“Birth of the Cool: California Art, Design, and Culture at Midcentury” (Orange County Museum of Art: Prestel Publishing, 2008).
This weekend marks the day the music died. I’ve been reading Birth of the Cool: California Art, Design, And Culture at Midcentury, edited by Elizabeth Armstrong and issued by the Orange County Museum of Art (Prestel Publishing) in 2008. It is a kind of work that explores the genesis (or amplification) of “cool” from southern California, and this raises a chicken or the egg question: in the post-WWII world, did southern California create “cool,” or did southern California appropriate cool, embrace it, and then turn it up to — in the words of Spinal Tap — eleven?
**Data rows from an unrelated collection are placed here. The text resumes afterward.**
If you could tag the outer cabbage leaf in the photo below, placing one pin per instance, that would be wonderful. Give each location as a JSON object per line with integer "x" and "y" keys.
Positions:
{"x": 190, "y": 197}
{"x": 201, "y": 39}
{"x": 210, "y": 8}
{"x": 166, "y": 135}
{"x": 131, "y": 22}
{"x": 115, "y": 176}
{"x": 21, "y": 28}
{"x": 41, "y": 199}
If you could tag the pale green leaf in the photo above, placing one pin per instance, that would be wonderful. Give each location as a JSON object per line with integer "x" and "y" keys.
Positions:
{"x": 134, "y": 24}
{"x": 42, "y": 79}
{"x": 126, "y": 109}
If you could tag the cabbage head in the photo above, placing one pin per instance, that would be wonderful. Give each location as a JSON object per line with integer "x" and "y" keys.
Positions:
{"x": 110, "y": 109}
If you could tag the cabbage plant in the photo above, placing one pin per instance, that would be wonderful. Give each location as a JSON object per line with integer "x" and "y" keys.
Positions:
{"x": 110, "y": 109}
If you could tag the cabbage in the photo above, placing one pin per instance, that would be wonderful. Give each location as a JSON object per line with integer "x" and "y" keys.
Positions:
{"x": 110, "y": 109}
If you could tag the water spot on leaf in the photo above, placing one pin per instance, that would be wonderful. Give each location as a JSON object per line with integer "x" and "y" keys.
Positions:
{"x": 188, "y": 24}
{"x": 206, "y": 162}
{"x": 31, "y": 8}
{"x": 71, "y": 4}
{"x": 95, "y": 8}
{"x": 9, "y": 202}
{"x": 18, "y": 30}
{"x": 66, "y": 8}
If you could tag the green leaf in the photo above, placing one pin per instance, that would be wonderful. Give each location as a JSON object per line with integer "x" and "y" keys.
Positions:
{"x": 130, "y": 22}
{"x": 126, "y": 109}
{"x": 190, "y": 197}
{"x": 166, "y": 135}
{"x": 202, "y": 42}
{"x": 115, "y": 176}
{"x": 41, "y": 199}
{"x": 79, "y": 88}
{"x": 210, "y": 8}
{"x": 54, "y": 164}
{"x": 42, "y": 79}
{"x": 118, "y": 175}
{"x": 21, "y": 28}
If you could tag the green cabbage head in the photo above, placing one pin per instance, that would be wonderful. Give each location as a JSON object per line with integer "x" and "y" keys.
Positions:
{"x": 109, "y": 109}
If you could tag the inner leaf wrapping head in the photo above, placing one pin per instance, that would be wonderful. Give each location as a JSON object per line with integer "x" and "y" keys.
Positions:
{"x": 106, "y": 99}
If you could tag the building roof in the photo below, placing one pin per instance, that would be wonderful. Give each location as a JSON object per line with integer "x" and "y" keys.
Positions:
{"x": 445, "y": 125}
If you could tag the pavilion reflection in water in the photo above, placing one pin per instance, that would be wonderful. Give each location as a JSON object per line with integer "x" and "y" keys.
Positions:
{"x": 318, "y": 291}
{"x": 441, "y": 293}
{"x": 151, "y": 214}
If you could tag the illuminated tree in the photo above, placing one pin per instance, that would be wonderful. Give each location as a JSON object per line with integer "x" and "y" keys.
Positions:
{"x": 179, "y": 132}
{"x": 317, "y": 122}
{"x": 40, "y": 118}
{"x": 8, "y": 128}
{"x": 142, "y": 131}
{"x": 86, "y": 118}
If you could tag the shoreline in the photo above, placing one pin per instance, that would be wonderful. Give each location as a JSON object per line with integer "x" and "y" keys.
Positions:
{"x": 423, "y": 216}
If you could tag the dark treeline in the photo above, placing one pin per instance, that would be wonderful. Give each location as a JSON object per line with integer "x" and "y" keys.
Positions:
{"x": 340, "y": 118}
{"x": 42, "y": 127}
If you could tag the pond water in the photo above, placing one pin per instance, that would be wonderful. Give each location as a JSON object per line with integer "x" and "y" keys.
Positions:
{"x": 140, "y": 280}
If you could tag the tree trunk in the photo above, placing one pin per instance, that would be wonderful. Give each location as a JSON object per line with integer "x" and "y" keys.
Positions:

Armstrong says that southern California in 2008 is renowned for nice weather, a laid-back attitude, a “propensity for fantasy indulgences,” an attachment to cars, hillsides covered with suburban tract houses, sunny beaches and blondes — those seemingly perfect suburban conditions that provide a launching off point for punk rock.
It’s not cool to talk about cool, and that is a primary working definition of cool from the post-WWII world (captured in many ways by Anatole Broyard’s 1948 essay, “Portrait of the Hipster”). In Armstrong’s words, cool is “an attitude that eludes those who try too hard to achieve it.” (Armstrong, 2008: 1) In the essay “Cold War Cool” by Thomas Hine (also in this work), he says “Those who speak and write most about it — including most of those quoted in this essay — don’t have it. Truly cool people know enough to keep their mouths shut. (Nevertheless, I shall proceed.)” (Hine, 2008: 194) So shall I.
Anyhow, and to not get too far off the topic of Buddy Holly, here is a photo of Buddy used in Birth of the Cool. The caption beside Buddy Holly notes his influence on The Beatles and Rolling Stones, among others (including Jonathan Richman). So in thinking about all this, it’s appropriate to say that my S-10 Chevy is snowed in an alley parking spot just 2.5 blocks from the levy, and this Friday evening I’m going downtown Fargo for a bit of whiskey rye. And to think a bit about the weekend day that the music died. The world sure missed out on a lot of great tunes because of that plane crash in Iowa on February 3, 1959. They were trying to get to a show in Fargo-Moorhead. At least Buddy continues to echo throughout the rock and roll ages, whether we know it or not, aesthetics and rhythm and all. Thanks Buddy.